Sementara   dalil   yang   berasal  dari  hadits  ialah  sabda Rasulullah saw:

"Barangsiapa dikehendaki kebaikan oleh Allah, maka dia akan diberi-Nya pemahaman tentang agamanya."

Karena bila dia memahami ajaran agamanya,  dia  akan  beramal, dan melakukan amalan itu dengan baik.

Dalil   lain   yang   menunjukkan   kebenaran   tindakan  kita mendahulukan ilmu atas amal ialah bahwa ayat yang pertama kali diturunkan  ialah  "Bacalah."  Dan  membaca  ialah  kunci ilmu pengetahuan;  dan  setelah  itu  baru  diturunkan  ayat   yang berkaitan dengan kerja; sebagai berikut:

"Hai orang yang berselimut. Bangunlah, lalu berilah peringatan! Dan Tuhanmu agungkanlah, dan pakaianmu bersihkanlah." (al-Muddatstsir: 1-4)


Sesungguhnya ilmu  pengetahuan  mesti  didahulukan  atas  amal perbuatan,  karena  ilmu  pengetahuanlah yang mampu membedakan antara yang haq dan yang bathil dalam keyakinan umat  manusia; antara  yang  benar  dan yang salah di dalam perkataan mereka;antara perbuatan-perbuatan yang  disunatkan  dan  yang  bid'ah dalam  ibadah; antara yang benar dan yang tidak benar di dalam melakukan muamalah; antara tindakan yang  halal  dan  tindakan yang  haram; antara yang terpuji dan yang hina di dalam akhlak manusia; antara ukuran yang diterima dan ukuran yang  ditolak; antara  perbuatan  dan  perkataan  yang bisa diterima dan yang tidak dapat diterima.

Oleh sebab itu, kita seringkali menemukan ulama pendahulu kita yang   memulai   karangan   mereka  dengan  bab  tentang  ilmu pengetahuan. Sebagaimana yang dilakukan oleh  Imam  al-Ghazali ketika menulis buku Ihya' 'Ulum al-Din; dan Minhaj al-'Abidin.
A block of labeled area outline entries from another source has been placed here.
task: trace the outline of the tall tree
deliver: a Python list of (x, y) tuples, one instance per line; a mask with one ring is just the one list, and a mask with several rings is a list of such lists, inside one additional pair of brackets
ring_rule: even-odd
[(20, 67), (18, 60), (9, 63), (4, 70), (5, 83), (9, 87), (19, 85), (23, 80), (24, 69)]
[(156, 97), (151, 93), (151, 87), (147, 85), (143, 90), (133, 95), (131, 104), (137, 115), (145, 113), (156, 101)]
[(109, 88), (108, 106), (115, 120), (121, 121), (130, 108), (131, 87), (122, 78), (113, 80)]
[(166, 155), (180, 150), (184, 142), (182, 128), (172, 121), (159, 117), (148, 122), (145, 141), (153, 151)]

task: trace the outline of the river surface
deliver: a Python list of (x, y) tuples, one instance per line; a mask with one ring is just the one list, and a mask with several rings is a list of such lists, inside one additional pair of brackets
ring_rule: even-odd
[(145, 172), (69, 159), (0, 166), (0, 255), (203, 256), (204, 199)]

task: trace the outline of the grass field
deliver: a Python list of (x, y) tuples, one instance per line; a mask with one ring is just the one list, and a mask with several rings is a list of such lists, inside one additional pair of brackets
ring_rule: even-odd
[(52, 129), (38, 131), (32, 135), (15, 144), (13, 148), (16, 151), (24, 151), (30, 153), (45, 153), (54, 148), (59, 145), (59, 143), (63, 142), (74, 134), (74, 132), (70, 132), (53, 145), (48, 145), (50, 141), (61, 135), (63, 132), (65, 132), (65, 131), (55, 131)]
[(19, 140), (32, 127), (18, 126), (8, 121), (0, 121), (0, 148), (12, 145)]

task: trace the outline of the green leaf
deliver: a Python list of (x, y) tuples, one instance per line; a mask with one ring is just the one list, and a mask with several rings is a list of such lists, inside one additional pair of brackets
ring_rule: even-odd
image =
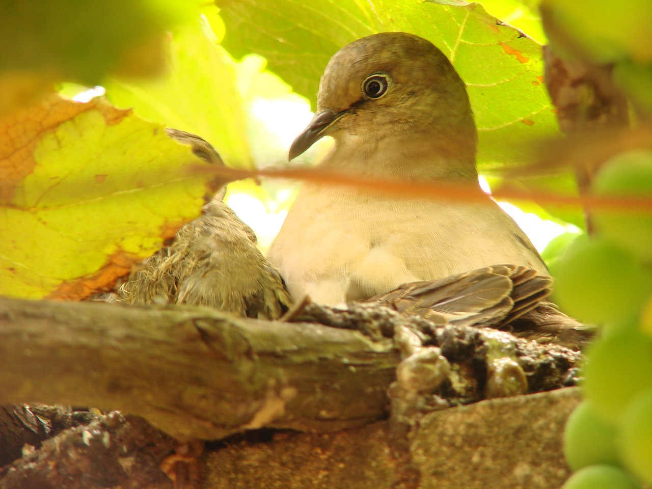
[(207, 29), (198, 22), (175, 32), (166, 76), (111, 80), (104, 85), (106, 96), (117, 106), (134, 108), (143, 119), (201, 136), (230, 165), (251, 168), (247, 125), (233, 62), (207, 35), (211, 34)]
[(193, 2), (171, 0), (0, 0), (0, 72), (35, 72), (91, 86), (121, 68), (138, 74), (142, 66), (121, 66), (131, 52), (196, 11)]
[(314, 106), (319, 80), (338, 49), (374, 33), (404, 31), (432, 41), (466, 82), (479, 132), (482, 170), (527, 163), (533, 158), (528, 142), (557, 132), (542, 80), (541, 46), (497, 22), (478, 3), (216, 3), (226, 25), (224, 47), (235, 56), (264, 56), (270, 69)]

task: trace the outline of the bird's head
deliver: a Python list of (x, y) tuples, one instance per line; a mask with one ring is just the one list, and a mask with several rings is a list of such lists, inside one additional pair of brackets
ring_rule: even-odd
[(381, 33), (344, 46), (326, 67), (318, 99), (317, 113), (292, 143), (289, 160), (326, 135), (424, 138), (475, 155), (464, 83), (443, 53), (418, 36)]

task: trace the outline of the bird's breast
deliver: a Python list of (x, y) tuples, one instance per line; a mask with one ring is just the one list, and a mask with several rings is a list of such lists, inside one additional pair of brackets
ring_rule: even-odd
[(269, 258), (290, 293), (318, 302), (366, 299), (404, 283), (499, 263), (542, 269), (525, 235), (488, 198), (486, 205), (395, 198), (306, 185)]

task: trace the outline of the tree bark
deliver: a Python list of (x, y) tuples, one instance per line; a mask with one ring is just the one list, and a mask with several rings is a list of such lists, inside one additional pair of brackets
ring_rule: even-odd
[(389, 340), (318, 325), (0, 297), (0, 404), (118, 409), (182, 439), (378, 419), (398, 361)]

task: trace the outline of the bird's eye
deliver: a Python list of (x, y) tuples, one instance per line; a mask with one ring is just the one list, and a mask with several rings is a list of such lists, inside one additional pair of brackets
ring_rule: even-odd
[(380, 98), (387, 91), (387, 75), (372, 75), (363, 82), (363, 91), (370, 98)]

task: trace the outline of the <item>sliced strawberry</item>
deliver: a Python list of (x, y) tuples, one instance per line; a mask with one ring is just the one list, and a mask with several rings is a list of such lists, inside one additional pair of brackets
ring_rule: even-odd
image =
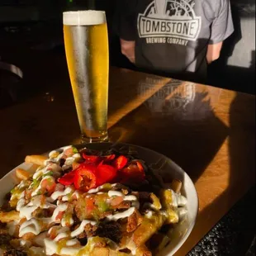
[(126, 165), (127, 163), (128, 159), (126, 158), (124, 155), (121, 155), (114, 160), (113, 165), (117, 170), (121, 170)]

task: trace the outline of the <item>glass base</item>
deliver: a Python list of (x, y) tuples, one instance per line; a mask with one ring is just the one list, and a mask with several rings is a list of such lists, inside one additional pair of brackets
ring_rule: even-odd
[(81, 135), (81, 143), (103, 143), (103, 142), (108, 142), (108, 135), (104, 135), (103, 136), (101, 137), (93, 137), (93, 138), (89, 138), (87, 137), (86, 135)]

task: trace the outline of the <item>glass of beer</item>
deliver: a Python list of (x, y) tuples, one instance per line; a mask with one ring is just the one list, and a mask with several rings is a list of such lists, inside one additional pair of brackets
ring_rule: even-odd
[(64, 12), (64, 35), (82, 143), (107, 141), (109, 53), (105, 12)]

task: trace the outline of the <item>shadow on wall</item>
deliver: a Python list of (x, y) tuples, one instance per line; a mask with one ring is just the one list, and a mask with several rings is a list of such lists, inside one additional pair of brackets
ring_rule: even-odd
[(244, 2), (231, 1), (235, 32), (209, 66), (209, 83), (255, 94), (255, 2)]

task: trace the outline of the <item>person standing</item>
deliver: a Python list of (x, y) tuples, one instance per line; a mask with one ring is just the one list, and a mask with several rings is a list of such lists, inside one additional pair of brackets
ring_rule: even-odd
[(138, 68), (205, 82), (234, 31), (230, 0), (117, 1), (121, 52)]

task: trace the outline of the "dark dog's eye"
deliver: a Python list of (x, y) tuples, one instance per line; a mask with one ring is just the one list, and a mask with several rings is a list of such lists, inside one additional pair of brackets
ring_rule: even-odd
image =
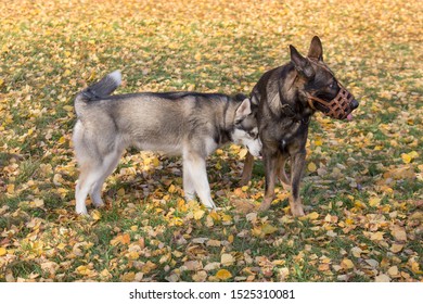
[(336, 88), (337, 88), (337, 81), (334, 79), (334, 80), (329, 85), (329, 88), (330, 88), (331, 90), (336, 89)]
[(258, 137), (258, 134), (255, 132), (255, 131), (249, 131), (248, 136), (251, 136), (252, 138), (256, 139)]

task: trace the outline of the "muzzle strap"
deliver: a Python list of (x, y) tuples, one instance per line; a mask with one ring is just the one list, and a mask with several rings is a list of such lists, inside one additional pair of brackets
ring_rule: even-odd
[(322, 100), (318, 97), (311, 94), (307, 96), (308, 104), (312, 110), (316, 110), (313, 102), (320, 103), (323, 107), (328, 109), (328, 112), (324, 112), (324, 115), (337, 118), (345, 119), (348, 114), (351, 112), (349, 104), (354, 100), (354, 96), (347, 91), (339, 83), (339, 91), (334, 99), (331, 101)]

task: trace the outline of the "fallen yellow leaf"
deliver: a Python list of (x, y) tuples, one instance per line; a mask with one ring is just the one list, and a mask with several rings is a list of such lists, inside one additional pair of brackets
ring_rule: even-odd
[(216, 278), (218, 278), (219, 280), (228, 280), (232, 278), (232, 274), (229, 273), (227, 269), (220, 269), (219, 271), (217, 271)]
Begitu pula yang dilakukan oleh al-Hafizh  al-Mundziri  dengan bukunya   at-Targhib   wat-Tarhib.   Setelah  dia  menyebutkan hadits-hadits tentang  niat,  keikhlasan,  mengikuti  petunjuk al-Qur'an  dan  sunnah  Nabi saw; baru dia menulis bab tentang ilmu pengetahuan. Wallahu a’lam.